Fracture incidence was highest in spring and summer for children aged 2–16 years. There was no link with seasonality for those aged 0–2 years. These findings are consistent with other studies. Summer has previously been shown to be the most common season for childhood injuries, with the warmer weather encouraging outdoor activities.33 In the older school-age group, spring was the most common season for fracture, but not significantly higher than summer. Ryan et al studied 929 children with forearm fractures in Washington DC and found that the rate of fracture was highest in spring.26 They felt this might be due to low vitamin D levels, which are lowest in spring and winter. Our results may suggest a similar trend. Another reason may be the harder pitches seen in spring towards the end of the football and rugby seasons.
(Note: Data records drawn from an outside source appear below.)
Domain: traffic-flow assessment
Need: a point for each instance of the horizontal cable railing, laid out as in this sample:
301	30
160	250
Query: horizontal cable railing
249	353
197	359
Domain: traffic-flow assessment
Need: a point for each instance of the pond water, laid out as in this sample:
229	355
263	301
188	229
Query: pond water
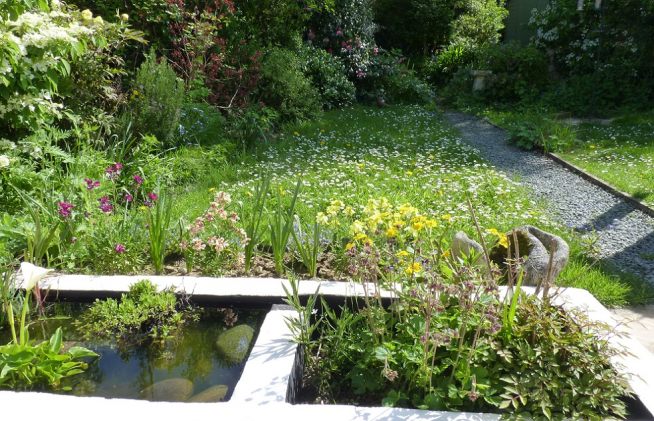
188	367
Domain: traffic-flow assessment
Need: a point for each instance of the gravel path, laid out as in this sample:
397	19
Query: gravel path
626	235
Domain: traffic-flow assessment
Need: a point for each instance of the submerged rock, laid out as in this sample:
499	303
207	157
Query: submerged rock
170	390
233	344
213	394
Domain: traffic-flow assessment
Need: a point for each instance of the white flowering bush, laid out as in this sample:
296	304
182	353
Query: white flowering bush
41	43
603	48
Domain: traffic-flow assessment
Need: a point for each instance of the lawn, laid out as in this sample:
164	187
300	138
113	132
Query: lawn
622	154
406	154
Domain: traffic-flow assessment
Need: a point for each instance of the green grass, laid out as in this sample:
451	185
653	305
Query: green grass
622	154
405	154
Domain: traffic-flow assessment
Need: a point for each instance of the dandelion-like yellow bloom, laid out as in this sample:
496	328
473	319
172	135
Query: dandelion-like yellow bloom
413	268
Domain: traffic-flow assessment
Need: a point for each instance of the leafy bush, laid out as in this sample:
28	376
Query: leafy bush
519	73
328	75
141	314
604	55
284	86
450	340
156	100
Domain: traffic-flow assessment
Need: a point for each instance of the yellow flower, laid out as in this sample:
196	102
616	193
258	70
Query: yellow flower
413	268
403	253
322	219
431	223
502	239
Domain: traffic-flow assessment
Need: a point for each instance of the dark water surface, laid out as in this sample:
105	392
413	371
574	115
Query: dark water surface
124	372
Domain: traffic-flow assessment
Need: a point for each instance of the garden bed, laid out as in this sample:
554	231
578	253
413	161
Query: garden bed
271	373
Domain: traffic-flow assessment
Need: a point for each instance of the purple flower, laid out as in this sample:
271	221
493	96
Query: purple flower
113	171
105	204
65	209
91	184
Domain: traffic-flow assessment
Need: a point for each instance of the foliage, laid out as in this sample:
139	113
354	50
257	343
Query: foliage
158	220
281	226
28	367
451	340
328	75
41	50
284	86
142	314
604	55
215	237
398	21
156	100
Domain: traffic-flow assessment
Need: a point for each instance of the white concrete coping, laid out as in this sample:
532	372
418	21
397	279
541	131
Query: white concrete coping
262	390
205	286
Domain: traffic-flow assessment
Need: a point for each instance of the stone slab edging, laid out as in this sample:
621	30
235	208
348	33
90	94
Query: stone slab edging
588	177
264	382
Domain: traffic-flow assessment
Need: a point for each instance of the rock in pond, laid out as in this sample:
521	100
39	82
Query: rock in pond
212	394
170	390
233	344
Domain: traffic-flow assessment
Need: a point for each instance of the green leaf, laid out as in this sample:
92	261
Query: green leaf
55	341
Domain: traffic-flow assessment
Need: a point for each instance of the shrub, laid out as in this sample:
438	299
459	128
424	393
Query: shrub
156	100
604	55
141	314
519	73
328	75
44	53
284	87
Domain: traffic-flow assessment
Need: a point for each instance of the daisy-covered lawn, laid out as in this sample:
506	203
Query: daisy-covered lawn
621	154
407	155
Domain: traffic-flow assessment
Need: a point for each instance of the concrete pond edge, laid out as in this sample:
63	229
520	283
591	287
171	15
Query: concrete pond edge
263	388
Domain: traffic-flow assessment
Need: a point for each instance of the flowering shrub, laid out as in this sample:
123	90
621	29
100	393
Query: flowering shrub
39	48
214	236
605	53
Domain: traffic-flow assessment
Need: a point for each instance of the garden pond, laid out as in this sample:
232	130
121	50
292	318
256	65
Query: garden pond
201	363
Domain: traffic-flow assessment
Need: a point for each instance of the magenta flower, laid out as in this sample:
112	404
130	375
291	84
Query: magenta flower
113	171
65	209
105	204
91	184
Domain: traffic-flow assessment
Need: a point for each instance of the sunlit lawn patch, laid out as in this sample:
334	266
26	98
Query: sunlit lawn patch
621	154
407	155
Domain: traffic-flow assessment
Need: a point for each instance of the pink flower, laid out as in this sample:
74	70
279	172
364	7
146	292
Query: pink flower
105	204
65	209
91	184
113	171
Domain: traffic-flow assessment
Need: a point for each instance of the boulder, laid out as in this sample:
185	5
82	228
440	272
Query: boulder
170	390
234	343
535	245
212	394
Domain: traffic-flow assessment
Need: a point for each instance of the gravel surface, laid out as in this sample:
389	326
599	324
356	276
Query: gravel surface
626	235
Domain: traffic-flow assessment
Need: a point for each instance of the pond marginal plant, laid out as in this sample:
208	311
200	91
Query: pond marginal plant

Patients attended hospital with a fracture less frequently on a Saturday, with older school children also attending less frequently on a Tuesday. The overall results were influenced by the larger number of children in the younger and older school-age groups. Our data were collected on attendance to the emergency department and it is likely that children with less severe fractures may not present until the day after their injury if they initially try to self-treat or the injury occurs in the evening. Fridays and Mondays are days when sports are less likely to take place therefore fewer patients may sustain injuries on these days and then present on Saturday or Tuesday. There was a trend for higher incidence rates on Sunday and Monday. These findings would be consistent with sporting activities and injuries taking place at the weekend with medical attention subsequently being sought on Sunday and Monday.

In this large study of UK paediatric distal radius fracture epidemiology we have investigated trends which provide helpful new evidence for healthcare planning and injury prevention. Accurate incidence rates were calculated using gender and age specific data for the relevant year of injury from the UK Office for National Statistics. However, we recognise the limitations of our data. The retrospective nature of analysis of prospectively collected data may predispose to bias, although this should be limited. Other studies we have compared our results with had longer study periods.5,710 The organisation of orthopaedic services within our region should ensure comprehensive capture of fractures within the study population and we therefore expect our figures to be accurate.

Some children may have presented to their general practitioner and been managed without referral or through private healthcare. It is likely this would only be a small number of children with minor fractures. The unit is not a major trauma centre. The local major trauma centre opened in 2012 so some seriously injured children with distal radius fractures from our region may have been treated there. We expect this number would be small and it does not seem to have influenced the trends we identified. Our data collected detailing location of injury was incomplete and we have therefore not studied this in detail. We did not obtain information about the nature of the injury or further patient characteristics such as ethnicity or body mass index. We used sampling methods for investigating surgery and fracture types. Radiographical review of all patients in the study would have been extremely time consuming and we believe our sample sizes are large enough to produce meaningful results.

This study offers useful information regarding the epidemiology of paediatric distal radius fractures, which may be of significant clinical value. In contrast to other studies the rate of fractures is not increasing in our region. There was no change seen in rate of surgery or fracture type. The main variation in fracture incidence is related to season. These data can help to predict accurately the probable number of children presenting to emergency departments with wrist fractures at a particular time of year. This helps to plan and use healthcare resources more efficiently and target preventative strategies effectively.